Closed hinxx closed 1 year ago
Technically, yes, uniontype
is supported, but limited.
The module tries to cast the field value to one of the container types (in your example int
and double
), and if it fails it tries to convert it to the next type until it succeed or no possible type remains (raising an exception in that case).

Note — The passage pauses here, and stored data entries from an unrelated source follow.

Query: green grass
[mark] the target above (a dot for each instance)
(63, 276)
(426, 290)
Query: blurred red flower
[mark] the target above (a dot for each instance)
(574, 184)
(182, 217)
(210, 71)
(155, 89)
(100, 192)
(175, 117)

Because you only write integers in your example, every value will be an int (tag: 0, the first container type). If you use float values explicitly:
>>> fp = open("./new_data-6.orc", "wb")
>>> writer1 = pyorc.Writer(fp, "struct<col1:uniontype<int,double>>")
>>> writer1.write((0,))
>>> writer1.write((1.0,))
>>> writer1.write((22.0,))
>>> writer1.write((33,))
>>> writer1.write((0,))
>>> writer1.write((1,))
>>> writer1.close()
>>> fp.close()
Then you can see values with tag: 1:
$ orc-contents ./new_data-6.orc
{"col1": {"tag": 0, "value": 0}}
{"col1": {"tag": 1, "value": 1}}
{"col1": {"tag": 1, "value": 22}}
{"col1": {"tag": 0, "value": 33}}
{"col1": {"tag": 0, "value": 0}}
{"col1": {"tag": 0, "value": 1}}
(Side note: you pass tuples with more than one item to the write method in your example, but because your schema only has one column, the rest of the items in the tuple will be thrown away.)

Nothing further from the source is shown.